Sudan's foreign minister has said his country's government is facing a "crisis" of disagreement over cooperation with the International Criminal Court (ICC) whose prosecutor wants to arrest the country's president.
"There is a crisis in the government, there is a very serious debate," Deng Alor told journalists after meeting his Dutch counterpart Maxime Verhagen in The Hague.
"We hope we will reach a consensus before any further move is made by the ICC," the minister said.
The majority National Congress Party of Sudanese President Omar al-Bashir was against co-operation with the ICC while his own Sudan People's Liberation Movement was in favor, added Alor.
"The discussion is still on ... there is not much time left" before the judges of the ICC decide whether or not to issue an arrest warrant for the president.

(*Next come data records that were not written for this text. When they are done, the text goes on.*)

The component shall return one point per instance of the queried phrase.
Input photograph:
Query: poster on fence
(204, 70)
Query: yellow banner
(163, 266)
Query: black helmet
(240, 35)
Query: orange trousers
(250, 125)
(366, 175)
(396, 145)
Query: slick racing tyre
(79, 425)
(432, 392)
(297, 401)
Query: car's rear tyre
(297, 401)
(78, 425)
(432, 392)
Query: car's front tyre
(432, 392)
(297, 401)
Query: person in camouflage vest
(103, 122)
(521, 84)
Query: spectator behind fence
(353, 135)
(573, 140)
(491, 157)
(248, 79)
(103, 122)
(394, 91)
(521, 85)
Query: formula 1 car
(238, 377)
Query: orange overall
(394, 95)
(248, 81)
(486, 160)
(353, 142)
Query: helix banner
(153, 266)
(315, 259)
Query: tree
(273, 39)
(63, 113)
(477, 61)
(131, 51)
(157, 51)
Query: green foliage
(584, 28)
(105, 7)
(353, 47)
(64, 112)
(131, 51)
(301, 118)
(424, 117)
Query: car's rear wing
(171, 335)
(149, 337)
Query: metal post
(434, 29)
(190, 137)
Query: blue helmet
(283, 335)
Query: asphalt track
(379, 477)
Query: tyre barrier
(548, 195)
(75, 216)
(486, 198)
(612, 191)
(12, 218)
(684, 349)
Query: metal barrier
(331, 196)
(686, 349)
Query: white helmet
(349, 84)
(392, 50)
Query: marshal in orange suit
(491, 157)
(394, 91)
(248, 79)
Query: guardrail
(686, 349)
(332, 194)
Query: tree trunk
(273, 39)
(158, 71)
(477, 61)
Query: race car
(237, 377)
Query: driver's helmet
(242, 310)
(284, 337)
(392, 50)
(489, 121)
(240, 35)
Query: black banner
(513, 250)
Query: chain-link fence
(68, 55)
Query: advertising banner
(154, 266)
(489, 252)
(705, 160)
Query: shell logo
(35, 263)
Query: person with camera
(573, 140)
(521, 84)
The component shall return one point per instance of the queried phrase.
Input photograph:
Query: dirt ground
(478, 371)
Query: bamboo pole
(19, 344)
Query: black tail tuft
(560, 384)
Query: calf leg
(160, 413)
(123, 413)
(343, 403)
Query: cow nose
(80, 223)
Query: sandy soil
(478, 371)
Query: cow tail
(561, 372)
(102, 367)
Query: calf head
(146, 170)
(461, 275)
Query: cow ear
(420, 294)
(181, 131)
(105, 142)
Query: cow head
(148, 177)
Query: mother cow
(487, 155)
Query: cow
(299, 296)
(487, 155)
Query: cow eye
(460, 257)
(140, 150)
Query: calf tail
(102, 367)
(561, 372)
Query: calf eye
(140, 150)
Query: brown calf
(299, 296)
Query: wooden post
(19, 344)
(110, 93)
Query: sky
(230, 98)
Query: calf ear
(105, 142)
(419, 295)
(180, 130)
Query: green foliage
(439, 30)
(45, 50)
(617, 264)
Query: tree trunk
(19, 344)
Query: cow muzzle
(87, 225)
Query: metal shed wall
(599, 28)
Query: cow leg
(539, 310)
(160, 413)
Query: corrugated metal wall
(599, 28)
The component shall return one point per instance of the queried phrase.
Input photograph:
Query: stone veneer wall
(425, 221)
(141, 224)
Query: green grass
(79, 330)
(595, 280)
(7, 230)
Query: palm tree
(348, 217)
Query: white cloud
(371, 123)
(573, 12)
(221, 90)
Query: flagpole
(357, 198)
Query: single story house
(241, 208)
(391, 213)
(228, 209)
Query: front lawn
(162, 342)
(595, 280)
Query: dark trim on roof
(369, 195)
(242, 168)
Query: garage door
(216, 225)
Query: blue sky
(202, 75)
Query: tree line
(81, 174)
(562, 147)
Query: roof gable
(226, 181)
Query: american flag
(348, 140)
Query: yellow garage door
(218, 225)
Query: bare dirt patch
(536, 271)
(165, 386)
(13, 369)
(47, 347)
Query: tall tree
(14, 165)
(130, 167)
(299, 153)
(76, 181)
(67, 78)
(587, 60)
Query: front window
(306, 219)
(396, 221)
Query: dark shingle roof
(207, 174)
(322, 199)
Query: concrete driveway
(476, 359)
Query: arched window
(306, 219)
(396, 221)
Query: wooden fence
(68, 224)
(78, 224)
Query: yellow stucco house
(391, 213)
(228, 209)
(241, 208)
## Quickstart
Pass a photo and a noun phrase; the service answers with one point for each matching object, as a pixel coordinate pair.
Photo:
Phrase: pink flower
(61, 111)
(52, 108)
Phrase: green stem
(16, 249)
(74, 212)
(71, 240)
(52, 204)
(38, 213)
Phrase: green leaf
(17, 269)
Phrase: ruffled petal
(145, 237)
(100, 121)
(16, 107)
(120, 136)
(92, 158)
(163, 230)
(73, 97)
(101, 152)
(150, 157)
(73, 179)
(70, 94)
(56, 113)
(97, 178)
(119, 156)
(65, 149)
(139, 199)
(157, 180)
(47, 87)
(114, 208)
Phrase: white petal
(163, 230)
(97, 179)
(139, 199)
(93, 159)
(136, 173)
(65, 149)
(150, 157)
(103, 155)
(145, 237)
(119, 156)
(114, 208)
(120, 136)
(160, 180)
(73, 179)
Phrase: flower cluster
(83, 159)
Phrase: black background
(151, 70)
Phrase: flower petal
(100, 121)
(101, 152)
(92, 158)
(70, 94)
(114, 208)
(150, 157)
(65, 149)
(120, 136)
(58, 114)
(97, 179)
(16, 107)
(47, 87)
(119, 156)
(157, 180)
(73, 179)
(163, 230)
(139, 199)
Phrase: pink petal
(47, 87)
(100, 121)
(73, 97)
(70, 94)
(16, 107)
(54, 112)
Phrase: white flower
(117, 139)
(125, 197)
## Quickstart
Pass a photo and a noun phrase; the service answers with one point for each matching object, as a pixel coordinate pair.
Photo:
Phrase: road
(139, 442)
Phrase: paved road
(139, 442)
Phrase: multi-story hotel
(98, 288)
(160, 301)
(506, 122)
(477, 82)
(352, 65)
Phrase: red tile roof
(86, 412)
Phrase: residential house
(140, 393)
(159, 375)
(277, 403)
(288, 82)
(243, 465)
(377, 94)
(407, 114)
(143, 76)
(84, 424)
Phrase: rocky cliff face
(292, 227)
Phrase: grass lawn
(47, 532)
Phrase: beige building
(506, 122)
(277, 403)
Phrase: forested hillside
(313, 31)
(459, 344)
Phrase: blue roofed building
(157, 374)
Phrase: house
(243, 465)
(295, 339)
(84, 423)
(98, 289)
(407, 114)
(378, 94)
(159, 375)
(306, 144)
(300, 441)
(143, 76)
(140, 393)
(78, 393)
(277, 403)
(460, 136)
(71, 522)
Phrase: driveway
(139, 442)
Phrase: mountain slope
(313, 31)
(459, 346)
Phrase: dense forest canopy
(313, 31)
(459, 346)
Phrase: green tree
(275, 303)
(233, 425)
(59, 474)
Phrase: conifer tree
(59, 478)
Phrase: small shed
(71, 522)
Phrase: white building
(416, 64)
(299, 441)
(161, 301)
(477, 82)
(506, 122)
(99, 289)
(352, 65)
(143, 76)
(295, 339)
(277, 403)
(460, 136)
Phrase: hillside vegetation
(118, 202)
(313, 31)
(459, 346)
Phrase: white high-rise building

This was expected to happen by mid-October, the minister said, adding that an indictment of Bashir could "affect" peace agreements in the country and cause further instability.
Alor said peace efforts in Sudan's war-ravaged Darfur region and a peace agreement that ended more than two decades of conflict in the country's south -- Africa's longest civil war -- could unravel if the court orders al-Bashir's arrest.
ICC prosecutor Luis Moreno-Ocampo asked the court in July for an arrest warrant for Bashir on charges of genocide, war crimes and crimes against humanity in the country's western Darfur region.
The U.N. says up to 300,000 people have died and more than 2.2 million fled their homes since war in Darfur erupted in February 2003. Sudan puts the death toll at 10,000.
The ICC, charged by the UN Security Council in March to probe the Darfur conflict, has already issued warrants for the arrest of Sudan's humanitarian affairs minister Ahmed Haroun and militia chief Ali Kosheib.
Bashir has consistently refused to hand them over to the court.